Predictable disasters?
"Everybody has long predicted that 2015 would be another record year for crossings in the Mediterranean of migrants and asylum seekers," she added. "We know that the Mediterranean, particularly the central Mediterranean, is the deadliest migration route in the world."
Human rights groups have long said the EU needs to come up with joint solutions for the crisis in the Mediterranean.
The UNHCR has identified two reasons for the hike in fatalities. Italy's Mare Nostrum rescue mission was abandoned in favor of surveillance patrols by EU border agency Frontex - Triton. And the number of people crossing has gone up as the political situation in Libya deteriorates.
Mare Nostrum "has been replaced by much smaller-scale operations that don't have a mandate to search-and-rescue for people. The mandate is to patrol the sea borders of Italy," Spindler said.
Mare Nostrum has been credited with having saved over hundreds of thousands of lives last year.
But instead of praising Italy for shouldering a huge burden by itself, Italy's Mare Nostrum mission has been criticized by other EU countries, says Sunderland, "arguing that it presented a pull factor, that it convinced people to take to the sea as opposed to supporting Italy's efforts to save lives."

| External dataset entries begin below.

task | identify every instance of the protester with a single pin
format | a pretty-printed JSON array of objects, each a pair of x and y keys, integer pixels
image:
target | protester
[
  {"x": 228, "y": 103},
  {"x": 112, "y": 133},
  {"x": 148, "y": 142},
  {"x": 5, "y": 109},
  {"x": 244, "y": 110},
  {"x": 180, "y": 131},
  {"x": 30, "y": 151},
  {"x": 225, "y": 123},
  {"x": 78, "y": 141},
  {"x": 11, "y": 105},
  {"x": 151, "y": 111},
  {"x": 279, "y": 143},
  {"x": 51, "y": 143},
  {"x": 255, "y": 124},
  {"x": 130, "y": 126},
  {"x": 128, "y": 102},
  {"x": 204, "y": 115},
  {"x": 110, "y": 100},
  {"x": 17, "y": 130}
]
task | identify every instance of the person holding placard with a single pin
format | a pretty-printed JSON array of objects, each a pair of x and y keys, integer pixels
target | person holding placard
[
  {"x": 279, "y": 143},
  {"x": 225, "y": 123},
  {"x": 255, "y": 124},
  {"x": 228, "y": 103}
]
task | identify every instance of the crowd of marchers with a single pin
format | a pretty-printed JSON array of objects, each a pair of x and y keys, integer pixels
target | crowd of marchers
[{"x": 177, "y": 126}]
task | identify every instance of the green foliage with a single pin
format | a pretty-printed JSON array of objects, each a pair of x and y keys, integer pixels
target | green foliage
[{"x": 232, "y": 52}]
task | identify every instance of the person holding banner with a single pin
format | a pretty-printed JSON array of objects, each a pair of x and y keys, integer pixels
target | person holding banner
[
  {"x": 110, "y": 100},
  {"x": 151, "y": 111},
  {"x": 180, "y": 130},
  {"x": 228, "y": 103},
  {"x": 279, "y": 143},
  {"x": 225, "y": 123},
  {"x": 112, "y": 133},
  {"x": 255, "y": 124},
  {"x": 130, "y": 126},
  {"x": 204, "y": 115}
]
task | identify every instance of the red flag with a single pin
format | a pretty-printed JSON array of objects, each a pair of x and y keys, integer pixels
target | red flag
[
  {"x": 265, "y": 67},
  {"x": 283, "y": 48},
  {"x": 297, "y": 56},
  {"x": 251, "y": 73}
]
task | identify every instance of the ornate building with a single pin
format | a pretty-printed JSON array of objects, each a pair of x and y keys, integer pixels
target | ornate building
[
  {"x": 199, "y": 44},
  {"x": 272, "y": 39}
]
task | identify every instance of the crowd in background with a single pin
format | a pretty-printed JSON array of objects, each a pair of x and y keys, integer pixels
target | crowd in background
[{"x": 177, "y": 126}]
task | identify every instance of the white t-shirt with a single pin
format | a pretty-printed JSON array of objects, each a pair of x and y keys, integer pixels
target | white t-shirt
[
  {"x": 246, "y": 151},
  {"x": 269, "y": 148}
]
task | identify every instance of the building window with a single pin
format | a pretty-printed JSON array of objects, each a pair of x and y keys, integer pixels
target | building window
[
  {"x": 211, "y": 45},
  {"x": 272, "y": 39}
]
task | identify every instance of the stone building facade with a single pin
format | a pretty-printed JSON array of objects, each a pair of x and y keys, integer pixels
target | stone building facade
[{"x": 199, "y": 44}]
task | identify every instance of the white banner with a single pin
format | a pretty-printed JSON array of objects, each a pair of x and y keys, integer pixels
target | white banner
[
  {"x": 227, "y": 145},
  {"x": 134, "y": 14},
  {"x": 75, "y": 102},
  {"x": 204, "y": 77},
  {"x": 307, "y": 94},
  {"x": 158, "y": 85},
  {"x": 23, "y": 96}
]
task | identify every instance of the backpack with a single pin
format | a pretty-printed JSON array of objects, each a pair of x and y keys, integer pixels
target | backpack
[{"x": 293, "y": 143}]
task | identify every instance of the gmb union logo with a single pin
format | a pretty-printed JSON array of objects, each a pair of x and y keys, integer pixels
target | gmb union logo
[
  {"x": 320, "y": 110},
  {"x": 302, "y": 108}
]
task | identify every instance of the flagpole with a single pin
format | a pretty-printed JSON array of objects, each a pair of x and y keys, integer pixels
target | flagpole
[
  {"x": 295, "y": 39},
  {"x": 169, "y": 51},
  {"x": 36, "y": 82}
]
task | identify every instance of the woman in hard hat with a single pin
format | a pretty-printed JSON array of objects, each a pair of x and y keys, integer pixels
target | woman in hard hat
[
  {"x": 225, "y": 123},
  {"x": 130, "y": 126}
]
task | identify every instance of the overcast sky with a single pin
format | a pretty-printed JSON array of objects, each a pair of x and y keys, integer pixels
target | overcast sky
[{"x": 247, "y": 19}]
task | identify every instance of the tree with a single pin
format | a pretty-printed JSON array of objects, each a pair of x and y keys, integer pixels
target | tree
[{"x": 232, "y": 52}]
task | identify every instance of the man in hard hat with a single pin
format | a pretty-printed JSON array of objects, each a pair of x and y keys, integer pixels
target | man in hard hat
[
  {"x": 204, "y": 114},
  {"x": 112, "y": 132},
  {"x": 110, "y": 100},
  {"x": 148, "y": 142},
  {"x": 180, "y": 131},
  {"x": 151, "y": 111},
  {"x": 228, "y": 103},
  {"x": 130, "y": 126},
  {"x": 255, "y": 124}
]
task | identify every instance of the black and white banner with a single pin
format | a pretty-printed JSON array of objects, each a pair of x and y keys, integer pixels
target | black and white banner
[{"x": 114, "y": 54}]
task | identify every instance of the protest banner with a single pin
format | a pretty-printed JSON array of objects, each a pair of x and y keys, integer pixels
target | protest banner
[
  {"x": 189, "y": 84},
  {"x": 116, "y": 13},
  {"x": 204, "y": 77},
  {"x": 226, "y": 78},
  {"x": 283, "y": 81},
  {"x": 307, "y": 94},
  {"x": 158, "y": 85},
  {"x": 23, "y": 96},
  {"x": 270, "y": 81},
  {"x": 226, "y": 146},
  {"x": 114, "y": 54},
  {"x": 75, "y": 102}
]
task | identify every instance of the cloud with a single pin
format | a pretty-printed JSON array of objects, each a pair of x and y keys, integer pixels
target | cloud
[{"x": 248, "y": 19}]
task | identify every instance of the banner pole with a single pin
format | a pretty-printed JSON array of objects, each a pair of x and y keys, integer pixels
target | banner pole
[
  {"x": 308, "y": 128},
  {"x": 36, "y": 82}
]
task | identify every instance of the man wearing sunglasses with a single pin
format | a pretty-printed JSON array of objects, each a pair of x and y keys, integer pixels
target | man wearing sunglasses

Amnesty International criticized Europe for not doing enough in terms of search-and-rescue efforts. "Leaders in London, Paris, Berlin and other European capitals must admit that the current strategy isn't working and throw their full weight behind a robust and concerted humanitarian operation in the Mediterranean, with at least the same resources as the Italian Mare Nostrum operation, which was shut down last year," Amnesty International's Gauri Van Gulik said in a statement.
Calling on Europe
The UNHCR said there needed to be a joint European reaction. "This problem is beyond the means of a single country. So we would like the European Union to show some leadership and coordinate a European response," Spindler added.
In addition to beefing up its search-and-rescue mission, Europe should also look into providing legal alternatives for refugees to come to the continent, Spindler urged. "In the past, this route was used by economic migrants to come to Europe, but in the last few years, we've seen that the proportion of refugees has increased. Last year, more than half of those people making the crossing were refugees coming from places like Syria and other countries experiencing conflict."
Spindler said Germany had taken the lead in taking in some 30,000 Syrians. Sweden had also allowed refugees to come to the country: "We would like more of these initiatives to take place in Europe."